脳内地図マッパエムンディ!」と掛けたら、何ヶ所か、未記入の場所が出た。


 黒鉛を布で巻いた鉛筆擬で、未発見の場所を地図に書き込む。


「ふぅん、かなり入り口から距離がある場所だけど、討伐しながら行こう!」


 それと、他の冒険者達にも注意しながら進まなきゃね。


「あっ、シャンデリアは、何回か討伐したいな!」

 巨大ねずみを討伐しながら、ルシウスに提案する。


「えええ! あれは落ちてくるから嫌いなんだが……わかった! アレクがいうなら、訳があるんだろう」


 中は、宮殿っぽい広間になっていて、巨大ねずみ、それを追いかける巨大猫が走り回っている。


「猫は好きだったから……討伐し難いな」

 だけど、猫も魔物だし、可愛くない。
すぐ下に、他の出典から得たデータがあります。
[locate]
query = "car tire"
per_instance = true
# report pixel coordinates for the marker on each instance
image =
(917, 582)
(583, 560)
良かった! これでキュートだと討伐なんて無理だったよ。


「えっ、金貨ゴルディをドロップするの?」


 討伐したら、ドロップ品に変わるのには慣れたけど、お金? ボス猫だったのかな?


「ははは、だからこの迷宮ダンジョンは人気なのさ」


 まぁ、金貨ゴルディは滅多にドロップしない。ねずみの肉なんて嫌だと思っていたけど、歯車やゼンマイやネジがドロップするんだ。


「細かい部品は、袋に入れてくれ!」

 銅貨ペニー銀貨クラン金貨ゴルディは、ルシウスの袋に入れさせている。荷物持ちも誘惑が多いダンジョンだ。
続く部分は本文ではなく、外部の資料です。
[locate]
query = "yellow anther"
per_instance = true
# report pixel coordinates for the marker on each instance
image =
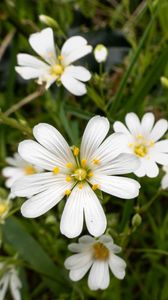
(95, 187)
(67, 192)
(76, 151)
(3, 208)
(83, 163)
(29, 170)
(60, 57)
(96, 161)
(68, 178)
(56, 70)
(80, 186)
(69, 165)
(56, 170)
(90, 174)
(100, 251)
 私の今日の目当ては、シャンデリア! それと、蝋燭かな? 入口で拒否られたのに腹が立ったから、魔導灯の材料をドロップする魔物を神様ガウデアムスの知識で予習したんだ。

 いつもしろ! って? 面倒なんだよ。


 大軍のねずみ、ボスは冠を被っている。ちょっと笑えるけど、数が多いと面倒だ。


「バリア!」を横一列に掛けて、討伐する。ボスはぴょんと飛んで逃げたけど、ルシウスが首を刎ねた。


「おお、宝石だ!」


 ボスのドロップ品に喜んだ瞬間、天井からシャンデリアが攻撃してくる。


 菱形の水晶がビュンビュン飛んで来るので、バリアを掛ける。


 吊り下げている金鎖が弱点なのだけど、なかなか命中しない。


「アレク! 矢の練習をサボってあるんじゃないのか!」

 ムッカァ! ジャスに言われると、ルシウスに言われるより腹が立つ。


 目に魔力を集中させ、金鎖をターゲットして矢を射る。


 バッシャン! とシャンデリアが床に落ちて消えた。


「ああ、あった!」

 魔導灯の材料がドロップした!

 

 小躍りしている私を、二人が怪訝な目で見ている。


「これで魔導灯を作るのさ!」と説明しても疑っている。


自由都市群パエストゥムの錬金術師が作るんじゃないのか?」


 二人は、一度、自由都市群パエストゥムまでの商隊の護衛をしたみたい。その時、この迷宮ダンジョンでドロップした素材を運び、帰りは魔導具を運んだそうだ。


「へぇ、でも魔導具なんて見た事ないよ」


 二人に爆笑されたよ!


「高いからなぁ。金級になれば魔導灯とか使うと聞いたぞ」

 それと、大商人は魔導具を使っているそうだ。


「まぁ、アレクの好きにやらせてみようぜ!」

 

 それに、隠し部屋を探索したら、また広間を通るからね。シャンデリアに期待しよう。


 大広間から、廊下を通っていると、相変わらずの巨大ねずみと巨大猫に襲われる。

 それと、蜘蛛! ギャアア!


「バリア!」で一撃に出来たけど、見た目が嫌!


「おっ、絹糸がドロップしたぞ。アレクは引きが良いな」


 ルシウスとジャスは昆虫系も平気みたい。


 廊下では、蝋燭も攻撃してくる。ファイヤーボールを飛ばしてくるのは、ちょっと厄介だけど、シャンデリアよりは討伐しやすい。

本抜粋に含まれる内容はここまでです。